Depression is characterised by persistent low mood and loss of interest in previously valued activities. Sleep is often disturbed, as is weight, and both can either increase or decrease when someone is depressed. Feeling extremely tired is common as are feeling either very slowed down or very keyed up. People will commonly feel guilty for no good reason when depressed and tend to be extremely critical of themselves. Thinking can feel difficult and attending even to quite straightforward tasks can seem to be a great burden. Thoughts of ending life or of wishing no longer to be alive can also occur.

It should be emphasised that people with depression differ substantially. Just as people are individual in the absence of mood disorder, so they are when they experience psychological distress. Whilst one person may feel agitated, guilty and indecisive, someone else may feel exhausted, slowed down and constantly in need of sleep. These symptoms need also to be present for a significant period of time, at least a couple of weeks, so that someone feeling depressed for a day or two even if they felt very low would not normally be diagnosed with depression if the problem then resolved or significantly improved. Clearly, everyone experiences mood changes and experiencing a significantly low mood is a common experience. It is the severity, duration and extent of impact of symptoms that differentiates clinical depression from 'feeling depressed'. Following is an example of depression.

Laverne currently suffers from depression. She is now forty-one years old. She had two episodes of mania in her early twenties, but none recently. Her main problem is that her mood is low and negative most of the time. She has raised her daughter alone, in spite of her mental health problems, and her daughter as a young adult is now attending college and doing well. Laverne is, however, very critical of herself. She sees herself as a failure and struggles to maintain employment as a cleaner. She thinks a lot about what she sees as her own shortcomings. She has described herself as 'Jonah, cursed by fate'.

Mania is usually thought of as being the polar opposite of depression. However, this is not entirely accurate. Whilst some people with mania can indeed feel elated or very happy, it is not necessarily the case and irritability or short temperedness are common.
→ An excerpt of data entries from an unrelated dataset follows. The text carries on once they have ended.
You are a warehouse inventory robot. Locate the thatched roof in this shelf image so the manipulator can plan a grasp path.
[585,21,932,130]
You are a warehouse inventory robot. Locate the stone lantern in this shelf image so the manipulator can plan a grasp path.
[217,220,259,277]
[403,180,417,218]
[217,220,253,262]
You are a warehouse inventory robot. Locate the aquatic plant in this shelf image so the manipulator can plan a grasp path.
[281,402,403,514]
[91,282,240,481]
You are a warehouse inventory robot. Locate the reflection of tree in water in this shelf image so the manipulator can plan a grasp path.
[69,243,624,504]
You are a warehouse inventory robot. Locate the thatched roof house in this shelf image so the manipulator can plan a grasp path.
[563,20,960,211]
Common symptoms of mania include feeling oneself to be superior to others; this can be intellectually, physically, in appearance or in terms of specific talents. People during mania often need less sleep and sometimes might go for days at a time without sleeping. There is usually a tendency to be more talkative than usual and to speak more rapidly. The listener can therefore sometimes feel bombarded by the rate, volume and length of conversation of someone in a manic phase. Ideas will often seem to appear one on top of another, cascading out in speech that can then be hard to follow as the person with mania struggles to keep up with the rate of different and divergent thoughts that they want to express. Intense interest in work, hobbies or new projects may become apparent - working excessive hours without rest or sleep in following up a big idea. Because of the person's often high self-esteem during this phase there will be a tendency to continue putting effort into plans even when others reject and try to dissuade the person from engaging in them. The smallest element of praise can at this stage be interpreted as a ringing endorsement. When in a manic phase concentration can be poor because of easy distraction by other things. There is also an increased danger of engaging in risk-taking activities when in the manic phase. These might involve increases in sexual promiscuity, thrill seeking, drug or alcohol use. Often this pattern will be grossly outside the person's 'normal' character.
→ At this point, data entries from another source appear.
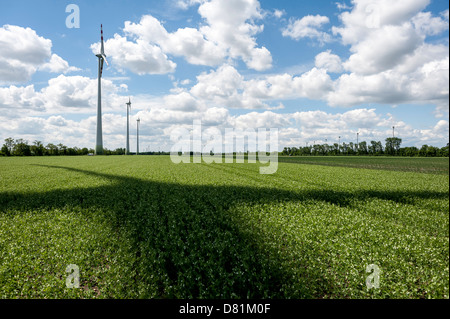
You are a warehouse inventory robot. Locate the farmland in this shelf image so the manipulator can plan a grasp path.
[0,156,449,299]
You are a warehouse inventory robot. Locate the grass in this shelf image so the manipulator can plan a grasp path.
[279,156,449,175]
[0,156,449,298]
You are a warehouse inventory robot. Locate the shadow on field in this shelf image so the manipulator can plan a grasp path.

Again, this is a pattern that needs to be present at a severe level for a significant period of time (at least a week) before a clinical diagnosis of mania can be made. As with depression, there is great individual variation. Some people will seem to have some elements of the above symptoms as part of their 'normal' character and therefore the manic phase is merely an extreme variation on this pattern. However, for other people the manic phase will involve behaviour and actions that appear entirely foreign to them when the phase has passed. One person might therefore experience a manic phase in which mood is elated andthey are carried away with a sense of their own inspiration and superiority, which feels initially very positive but becomes less so as acting in an impulsive manner starts to cause practical problems. Another person might experience mania as being associated with high, and therefore unpleasant, levels of irritability and agitation, in which talk is very rapid, many conflicting ideas are present at the same time and it is very hard to accomplish any tasks because of this combination of other symptoms. In the following example Donald shows, psychotic symptoms.

Donald is thirty-two and lives with his parents. He has been in hospital four times because of episodes of mania. The first occasion was as a student. Having been quite shy at home, he became more sociable and outgoing at university. He found his first girlfriend, started drinking and began to use cannabis. His mood became more expansive as the first year continued and he began to sleep less and less. He started to tell his friends that he was 'inspired' as a writer and had a great future. Over time both his writing and his speech became more rambling and incoherent and friends and family found him increasingly difficult to understand. He noticed that he had brilliant ideas that came into his head so fast that he couldn't follow them. Towards the end of his first year at university he was found wandering around the campus and talking incoherently. He was admitted to hospital at this point and treated with anti-psychotic medication and lithium.

Psychotic symptoms can occur in either depressed or manic states. The main psychotic symptoms that a person might experience are delusions or hallucinations. A delusion is a strongly held belief in something as a fact despite the clear presence of evidence indicating that it is not true. Hallucinations are the experiences of seeing, hearing, touching or smelling something when there is nothing there. Most common are auditory and then visual hallucinations. The following is an example of a delusional belief.

In her early twenties Laverne was admitted to hospital twice with manic episodes: during these episodes she believed that spirits were possessing her (a delusional belief). She slept very little and would stay up late at night listening to music and finding 'spiritual' meanings in lyrics to pop songs.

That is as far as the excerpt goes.